Fitts’s Law - Modeling Target Movement Time in HCI
Fitts's law is a model of speed-accuracy tradeoffs used in human–computer interaction and ergonomics. It predicts time required to acquire a target on screen as a function of the distance to the target and the size of the target. Fitts's law is used to model the act of pointing, either by physically touching an object with a hand,finger or virtually or by pointing to an object on a computer monitor using a pointing device. It was proposed by Paul Fitts in 1954. (Reference: http://en.wikipedia.org/wiki/Fitts%27s_law)
Mathematically it can be written as
MT = a + b log 2 ( 2A / W )
MT : Movement time (average) taken to complete the movement or point the target
a : Start / Stop time of the device (y intercept)
b : Inherent speed of the device (slope of line)
W : Width of the target measured along the axis of motion, which corresponds to accuracy
A : Distance from the starting point to the center of the target
The term log 2 ( 2A / W ) is called the index of difficulty (ID). It describes the difficulty of the motor tasks. 1/b is also called the index of performance (IP) and measures the information capacity of the human motor system.
Thus MT= a+b ID = a + ID / IP
Physical interpretation and application of Fitts’s Law
- Big targets at close distance are acquired faster than small targets at long range.
- Target acquiring difficulty increases by one unit for each doubling of distance and halving of width of target.
- Fitts's Law can be used to evaluate alternative interaction methods in Graphical User Interface (GUI).
- It can also be used to predict the performance of operators in user-adaptive systems.
Use of Fitts’s Law to radial menus
Supposing a designer is confronted with choosing between a linear array type of menu and a round menu in which control buttons are placed radially. Fitts law helps the designer in finding out which would be functionally more efficient and error free given the use context.
Also the advantage of radial menus can be demonstrated with Fitts’s Law.

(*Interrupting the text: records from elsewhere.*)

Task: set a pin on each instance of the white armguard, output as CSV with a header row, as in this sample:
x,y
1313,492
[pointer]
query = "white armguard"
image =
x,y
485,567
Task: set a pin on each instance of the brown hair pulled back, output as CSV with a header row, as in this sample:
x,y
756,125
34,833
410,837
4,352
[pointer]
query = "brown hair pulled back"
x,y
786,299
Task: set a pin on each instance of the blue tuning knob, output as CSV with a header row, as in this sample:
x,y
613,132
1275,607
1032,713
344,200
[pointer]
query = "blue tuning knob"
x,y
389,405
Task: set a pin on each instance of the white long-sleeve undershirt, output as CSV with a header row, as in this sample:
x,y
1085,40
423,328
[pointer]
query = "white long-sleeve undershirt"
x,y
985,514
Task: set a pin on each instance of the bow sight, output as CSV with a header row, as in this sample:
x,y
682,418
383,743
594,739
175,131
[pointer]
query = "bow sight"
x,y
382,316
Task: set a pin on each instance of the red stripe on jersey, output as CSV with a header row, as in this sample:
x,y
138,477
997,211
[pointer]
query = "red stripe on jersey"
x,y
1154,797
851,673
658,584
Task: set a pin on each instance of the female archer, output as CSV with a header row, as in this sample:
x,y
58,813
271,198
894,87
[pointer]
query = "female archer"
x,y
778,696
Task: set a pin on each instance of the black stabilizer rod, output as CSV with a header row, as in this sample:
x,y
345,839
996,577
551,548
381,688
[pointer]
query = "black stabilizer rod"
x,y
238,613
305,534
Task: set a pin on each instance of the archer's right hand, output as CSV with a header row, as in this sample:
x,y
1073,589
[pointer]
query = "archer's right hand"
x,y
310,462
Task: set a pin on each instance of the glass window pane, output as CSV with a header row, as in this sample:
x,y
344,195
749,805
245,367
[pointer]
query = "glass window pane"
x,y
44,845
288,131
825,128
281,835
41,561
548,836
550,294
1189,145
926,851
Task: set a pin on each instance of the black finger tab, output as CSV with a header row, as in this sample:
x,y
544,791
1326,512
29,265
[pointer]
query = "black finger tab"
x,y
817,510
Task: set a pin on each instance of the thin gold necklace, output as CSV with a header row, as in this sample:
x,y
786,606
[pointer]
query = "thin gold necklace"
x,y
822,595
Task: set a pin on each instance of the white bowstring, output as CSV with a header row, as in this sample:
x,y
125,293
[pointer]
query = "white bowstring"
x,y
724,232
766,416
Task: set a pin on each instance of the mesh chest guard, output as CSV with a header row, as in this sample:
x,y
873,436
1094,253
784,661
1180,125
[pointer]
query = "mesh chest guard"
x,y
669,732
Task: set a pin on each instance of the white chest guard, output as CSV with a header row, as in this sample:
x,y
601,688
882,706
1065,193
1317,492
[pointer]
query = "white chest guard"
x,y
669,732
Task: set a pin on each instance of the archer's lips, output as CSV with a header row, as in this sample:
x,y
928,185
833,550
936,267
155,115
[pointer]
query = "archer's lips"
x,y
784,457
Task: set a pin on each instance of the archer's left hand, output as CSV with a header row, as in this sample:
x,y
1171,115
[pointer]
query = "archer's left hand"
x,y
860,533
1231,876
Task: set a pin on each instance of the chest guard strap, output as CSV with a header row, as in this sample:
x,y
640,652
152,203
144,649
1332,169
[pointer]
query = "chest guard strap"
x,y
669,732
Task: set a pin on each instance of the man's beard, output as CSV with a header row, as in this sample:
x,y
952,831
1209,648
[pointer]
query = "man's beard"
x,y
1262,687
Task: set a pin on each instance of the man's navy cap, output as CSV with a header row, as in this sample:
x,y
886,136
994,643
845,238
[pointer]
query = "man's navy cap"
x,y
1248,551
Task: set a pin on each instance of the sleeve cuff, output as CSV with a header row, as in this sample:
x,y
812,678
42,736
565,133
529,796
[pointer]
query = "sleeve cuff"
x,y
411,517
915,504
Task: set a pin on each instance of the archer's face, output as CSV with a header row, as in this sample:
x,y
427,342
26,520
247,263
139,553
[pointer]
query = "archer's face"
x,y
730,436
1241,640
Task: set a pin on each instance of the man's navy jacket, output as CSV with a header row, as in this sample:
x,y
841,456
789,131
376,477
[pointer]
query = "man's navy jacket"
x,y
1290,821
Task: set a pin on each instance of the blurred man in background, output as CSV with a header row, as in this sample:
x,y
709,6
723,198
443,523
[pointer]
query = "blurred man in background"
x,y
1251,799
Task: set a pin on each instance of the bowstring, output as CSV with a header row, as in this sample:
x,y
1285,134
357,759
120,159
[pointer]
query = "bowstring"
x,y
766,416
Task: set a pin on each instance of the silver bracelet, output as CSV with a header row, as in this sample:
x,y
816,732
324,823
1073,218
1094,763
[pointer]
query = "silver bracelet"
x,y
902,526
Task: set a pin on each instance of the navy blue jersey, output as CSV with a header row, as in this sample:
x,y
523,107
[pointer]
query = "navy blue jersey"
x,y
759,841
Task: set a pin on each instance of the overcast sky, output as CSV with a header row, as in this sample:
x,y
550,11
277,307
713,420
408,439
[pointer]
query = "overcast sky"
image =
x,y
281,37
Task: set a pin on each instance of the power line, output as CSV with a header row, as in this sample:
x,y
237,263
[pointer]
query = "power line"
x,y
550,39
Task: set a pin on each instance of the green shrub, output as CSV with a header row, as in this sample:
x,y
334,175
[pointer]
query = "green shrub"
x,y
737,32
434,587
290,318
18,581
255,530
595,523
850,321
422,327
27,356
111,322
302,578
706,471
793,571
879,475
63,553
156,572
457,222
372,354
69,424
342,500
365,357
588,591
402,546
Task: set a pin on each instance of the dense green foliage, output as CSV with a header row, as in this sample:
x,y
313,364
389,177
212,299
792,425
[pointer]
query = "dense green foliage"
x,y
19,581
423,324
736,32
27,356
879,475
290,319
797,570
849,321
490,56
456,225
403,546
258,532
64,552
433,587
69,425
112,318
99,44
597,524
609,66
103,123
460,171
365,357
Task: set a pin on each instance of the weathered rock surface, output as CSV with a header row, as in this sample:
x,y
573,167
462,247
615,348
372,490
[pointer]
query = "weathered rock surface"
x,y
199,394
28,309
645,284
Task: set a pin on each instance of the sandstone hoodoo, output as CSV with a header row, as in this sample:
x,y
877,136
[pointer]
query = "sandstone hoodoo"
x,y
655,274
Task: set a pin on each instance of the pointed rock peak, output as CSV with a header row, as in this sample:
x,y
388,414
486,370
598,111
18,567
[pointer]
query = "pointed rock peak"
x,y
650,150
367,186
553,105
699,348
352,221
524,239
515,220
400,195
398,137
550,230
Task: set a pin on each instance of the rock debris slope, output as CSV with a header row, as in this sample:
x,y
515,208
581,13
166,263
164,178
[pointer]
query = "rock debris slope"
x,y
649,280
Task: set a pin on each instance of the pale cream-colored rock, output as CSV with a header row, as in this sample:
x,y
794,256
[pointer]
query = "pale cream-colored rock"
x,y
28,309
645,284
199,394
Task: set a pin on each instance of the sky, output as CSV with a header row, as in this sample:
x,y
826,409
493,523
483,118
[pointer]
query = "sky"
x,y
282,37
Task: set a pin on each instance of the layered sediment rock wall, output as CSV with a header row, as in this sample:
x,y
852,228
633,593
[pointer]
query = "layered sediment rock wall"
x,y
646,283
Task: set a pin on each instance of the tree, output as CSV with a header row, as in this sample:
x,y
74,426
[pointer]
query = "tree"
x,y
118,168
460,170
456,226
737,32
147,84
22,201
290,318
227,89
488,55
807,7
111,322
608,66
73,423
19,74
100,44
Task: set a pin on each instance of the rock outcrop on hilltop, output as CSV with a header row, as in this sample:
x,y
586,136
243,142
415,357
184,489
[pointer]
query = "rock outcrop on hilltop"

Since menus pop up at the current cursor position and all items are at same distance from the centre, they can be approximately reached at the same speed in addition pointing is enhanced as the radial slices are of infinite size and thus can be more quickly and reliably selected. (Reference : http://www.betriebsraum.de/blog/2009/12/11/extremely-efficient-menu-selection-marking-menus-for-the-flash-platform/)
It should be noted that while Fitts’s law applies to the physical movement of the pointing devices, other human factors like search-time and decision-time for item selection, must also be taken into account when evaluating the overall performance of menu systems.